I will also quote a few passages from one of the tour-stop reviews because it was the only one I read that had anything negative to say about GS3.  James Lardner’s Washington Post notice was generally laudatory, especially regarding Pat Carroll’s performance (the piece’s headline was: “On Stage: Fierce, Convincing ‘Gertrude Stein.’”)

The WaPo reviewer, who saw the show at Washington’s Arena Stage two months after it left the Provincetown, found that Martin’s script “succeeds in making Stein an absorbing and sympathetic figure,” but “is much less successful in its structure and selection of material.”

Carroll is constantly forced to jump from one subject to another . . . .  And there is no compelling dramatic reason behind Stein’s speaking to us from the mid-1930s: The story doesn’t build to any ’30s climax, and indeed sweeps through the ’20s . . . with alarming briskness.

Lardner, however, immediately returned to his complimentary assessment of the play, which he dubbed “a highly entertaining excursion to a unique time and place,” and especially Carroll’s acting, which, he proclaimed “is the bottom-line reason to see this show.”

In Carroll’s bio in the Gertrude Stein Gertrude Stein Gertrude Stein program, the actress made a statement, part of which the Variety reviewer quoted.  The rest of Carroll’s thought reads: “personalizing history through Gertrude Stein is a fantasy come true.”  I’m thrilled that it did and I got to share in it.  It’s remained indelibly engraved on my memory for 43 years . . . and counting.

[Thinking about the possibility of other negative reviews of Gertrude Stein Gertrude Stein Gertrude Stein aside from a brief passage in the Washington Post notice, I wondered what John Simon might have written in New York magazine.  In my original searches, I never found a New York review, so I made a search specifically directed at finding one.

[It looks as if Simon may not have written a full review, but penned the blurb New York used in its theater listing for GS3.  It doesn't have his name attached, but it sounds like him and the abstract/citation on one database points to it if you look for “John Simon” and "Pat Carroll." 

[(Wouldn’t you know that the first use of the blurb in question—there was another text in the theater guide in earlier issues—appears in an issue that follows one that’s missing from the database of complete issues.  If there was a full review from which the blurb was excerpted, the frequent practice, it'd probably be in that missing issue.  I’ll try to remember to check in a library my next opportunity.)

[So, to complete the record, here’s what the “anonymous” critiquer of New York magazine said about Gertrude Stein Gertrude Stein Gertrude Stein:

The Gertrude Stein that emerges is, unlike the title, far from triple—only a third.  She is less formidable, much more easygoing than the original.  The comedienne Pat Carroll plays her heroine with verve, variety, and finesse, but Marty Martin’s monodrama simplifies, falsifies, and vulgarizes the life and times and works of Ms. Stein.
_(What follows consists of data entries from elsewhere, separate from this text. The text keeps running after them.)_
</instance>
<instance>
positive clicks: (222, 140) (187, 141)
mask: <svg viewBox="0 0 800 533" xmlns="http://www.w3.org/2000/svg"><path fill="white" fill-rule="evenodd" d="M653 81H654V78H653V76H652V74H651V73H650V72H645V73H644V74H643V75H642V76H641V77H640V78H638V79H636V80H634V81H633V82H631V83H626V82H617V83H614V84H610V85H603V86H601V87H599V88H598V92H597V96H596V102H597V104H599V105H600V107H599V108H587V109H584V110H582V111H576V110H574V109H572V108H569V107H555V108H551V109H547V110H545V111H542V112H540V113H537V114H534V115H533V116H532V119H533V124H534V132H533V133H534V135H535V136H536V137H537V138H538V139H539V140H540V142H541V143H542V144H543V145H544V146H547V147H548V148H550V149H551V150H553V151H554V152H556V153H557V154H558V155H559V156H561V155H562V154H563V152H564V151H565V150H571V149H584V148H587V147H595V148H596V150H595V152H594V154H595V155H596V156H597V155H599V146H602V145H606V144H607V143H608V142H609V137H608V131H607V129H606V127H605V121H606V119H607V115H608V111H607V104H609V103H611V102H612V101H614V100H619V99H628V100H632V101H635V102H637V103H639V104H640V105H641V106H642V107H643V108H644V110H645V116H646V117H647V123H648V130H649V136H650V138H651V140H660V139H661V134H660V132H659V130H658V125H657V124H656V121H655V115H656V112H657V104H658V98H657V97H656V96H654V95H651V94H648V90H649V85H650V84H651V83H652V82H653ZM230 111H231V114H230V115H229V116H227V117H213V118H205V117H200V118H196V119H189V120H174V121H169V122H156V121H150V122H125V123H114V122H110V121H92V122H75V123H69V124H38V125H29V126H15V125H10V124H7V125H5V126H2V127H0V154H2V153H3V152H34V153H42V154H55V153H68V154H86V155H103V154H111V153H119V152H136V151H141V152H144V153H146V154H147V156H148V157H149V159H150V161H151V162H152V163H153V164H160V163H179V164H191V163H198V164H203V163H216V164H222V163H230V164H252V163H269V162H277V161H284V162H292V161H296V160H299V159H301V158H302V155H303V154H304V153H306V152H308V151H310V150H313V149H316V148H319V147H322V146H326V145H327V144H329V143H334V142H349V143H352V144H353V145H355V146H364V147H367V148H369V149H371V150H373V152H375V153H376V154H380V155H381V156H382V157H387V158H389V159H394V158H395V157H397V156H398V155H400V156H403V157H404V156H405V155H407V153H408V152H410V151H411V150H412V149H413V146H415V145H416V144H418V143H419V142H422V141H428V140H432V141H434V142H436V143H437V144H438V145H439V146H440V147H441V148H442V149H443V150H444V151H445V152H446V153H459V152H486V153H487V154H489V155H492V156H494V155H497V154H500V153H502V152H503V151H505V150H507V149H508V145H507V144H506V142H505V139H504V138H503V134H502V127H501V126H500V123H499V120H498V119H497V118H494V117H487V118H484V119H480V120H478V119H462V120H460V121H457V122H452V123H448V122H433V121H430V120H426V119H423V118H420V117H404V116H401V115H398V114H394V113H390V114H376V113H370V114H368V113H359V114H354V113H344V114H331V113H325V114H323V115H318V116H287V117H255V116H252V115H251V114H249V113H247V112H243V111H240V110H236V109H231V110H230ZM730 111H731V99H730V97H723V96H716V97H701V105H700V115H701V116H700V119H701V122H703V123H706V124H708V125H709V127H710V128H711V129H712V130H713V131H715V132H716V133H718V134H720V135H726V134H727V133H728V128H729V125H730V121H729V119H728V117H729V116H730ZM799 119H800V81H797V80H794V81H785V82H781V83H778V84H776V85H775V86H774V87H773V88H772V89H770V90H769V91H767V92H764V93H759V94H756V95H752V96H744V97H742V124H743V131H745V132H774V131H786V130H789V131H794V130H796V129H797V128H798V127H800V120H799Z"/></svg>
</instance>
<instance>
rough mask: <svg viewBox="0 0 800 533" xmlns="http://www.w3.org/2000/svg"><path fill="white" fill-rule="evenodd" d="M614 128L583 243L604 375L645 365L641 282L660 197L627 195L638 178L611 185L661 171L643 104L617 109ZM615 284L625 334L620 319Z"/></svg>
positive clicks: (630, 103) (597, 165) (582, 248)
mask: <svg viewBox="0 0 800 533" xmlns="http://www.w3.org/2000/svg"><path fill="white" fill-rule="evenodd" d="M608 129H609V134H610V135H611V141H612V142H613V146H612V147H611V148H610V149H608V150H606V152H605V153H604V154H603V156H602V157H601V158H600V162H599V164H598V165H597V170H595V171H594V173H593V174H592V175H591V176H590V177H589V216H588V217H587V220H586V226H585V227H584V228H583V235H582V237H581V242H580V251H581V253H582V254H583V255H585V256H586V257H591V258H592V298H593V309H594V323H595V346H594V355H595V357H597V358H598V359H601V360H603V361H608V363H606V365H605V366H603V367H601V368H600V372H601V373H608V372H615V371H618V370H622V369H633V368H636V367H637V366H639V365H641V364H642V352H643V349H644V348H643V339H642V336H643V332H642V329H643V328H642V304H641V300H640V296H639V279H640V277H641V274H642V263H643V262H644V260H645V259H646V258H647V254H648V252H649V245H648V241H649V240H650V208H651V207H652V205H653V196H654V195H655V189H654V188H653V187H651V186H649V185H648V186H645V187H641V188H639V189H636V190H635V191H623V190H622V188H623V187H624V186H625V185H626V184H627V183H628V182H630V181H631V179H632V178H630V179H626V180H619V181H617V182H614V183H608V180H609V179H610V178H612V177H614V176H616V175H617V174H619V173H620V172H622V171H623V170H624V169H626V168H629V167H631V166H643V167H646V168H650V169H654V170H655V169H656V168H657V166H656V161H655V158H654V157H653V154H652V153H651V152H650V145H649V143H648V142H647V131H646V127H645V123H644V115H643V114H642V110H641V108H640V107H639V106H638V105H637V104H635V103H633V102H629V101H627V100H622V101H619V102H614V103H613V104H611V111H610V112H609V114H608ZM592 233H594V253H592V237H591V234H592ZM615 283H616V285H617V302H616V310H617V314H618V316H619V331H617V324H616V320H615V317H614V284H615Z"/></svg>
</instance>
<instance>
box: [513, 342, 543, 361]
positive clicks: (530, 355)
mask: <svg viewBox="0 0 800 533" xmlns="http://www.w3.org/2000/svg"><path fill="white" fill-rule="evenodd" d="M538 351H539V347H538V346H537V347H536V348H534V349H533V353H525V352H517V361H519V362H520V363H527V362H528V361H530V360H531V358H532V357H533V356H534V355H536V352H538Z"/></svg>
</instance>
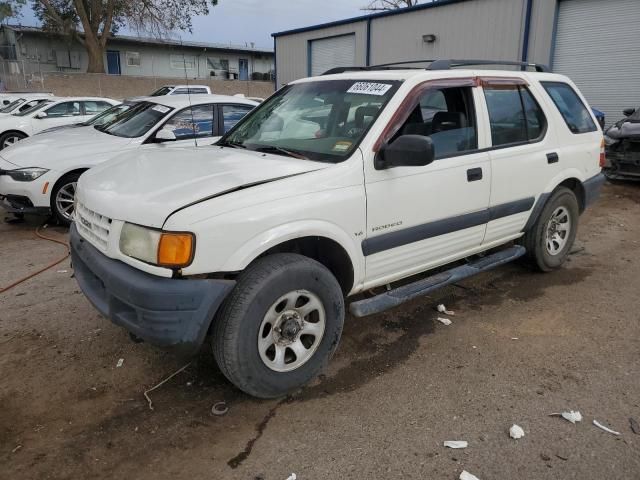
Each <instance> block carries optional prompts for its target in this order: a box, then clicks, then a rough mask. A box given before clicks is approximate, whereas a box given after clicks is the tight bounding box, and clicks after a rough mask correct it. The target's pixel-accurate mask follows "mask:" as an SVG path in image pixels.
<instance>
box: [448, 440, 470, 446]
mask: <svg viewBox="0 0 640 480" xmlns="http://www.w3.org/2000/svg"><path fill="white" fill-rule="evenodd" d="M444 446H445V447H449V448H467V447H468V446H469V442H466V441H464V440H447V441H446V442H444Z"/></svg>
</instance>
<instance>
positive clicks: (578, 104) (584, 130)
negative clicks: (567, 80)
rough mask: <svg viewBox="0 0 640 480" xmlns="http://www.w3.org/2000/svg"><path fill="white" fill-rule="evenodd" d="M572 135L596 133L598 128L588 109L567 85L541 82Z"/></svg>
mask: <svg viewBox="0 0 640 480" xmlns="http://www.w3.org/2000/svg"><path fill="white" fill-rule="evenodd" d="M541 83H542V86H543V87H544V89H545V90H546V91H547V93H548V94H549V96H550V97H551V100H553V103H554V104H555V105H556V107H558V110H559V111H560V114H561V115H562V118H564V121H565V123H566V124H567V127H569V130H571V132H572V133H587V132H595V131H596V130H597V129H598V127H596V124H595V122H594V121H593V118H591V114H590V113H589V110H587V107H586V106H585V105H584V103H582V100H580V97H579V96H578V94H577V93H576V92H575V90H574V89H573V88H571V86H570V85H569V84H567V83H561V82H541Z"/></svg>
[Assuming this is John Simon, I’m not sure how he would know “the original” Gertrude Stein—though he was 20 when she died.  I don’t know, though, that he was in Paris at the time.  We’ve heard in the testimony of people who knew, or at least met, her, that Stein presented a different face in person and in private than she did in her writing. 

[Besides, as Carroll and Martin both repeated, GS3 isn’t a history lesson, it’s theater.  It isn’t presenting historical truth, but theatrical truth—and, however the New York reviewer felt about Martin’s dramaturgy, he praised Carroll’s acting.]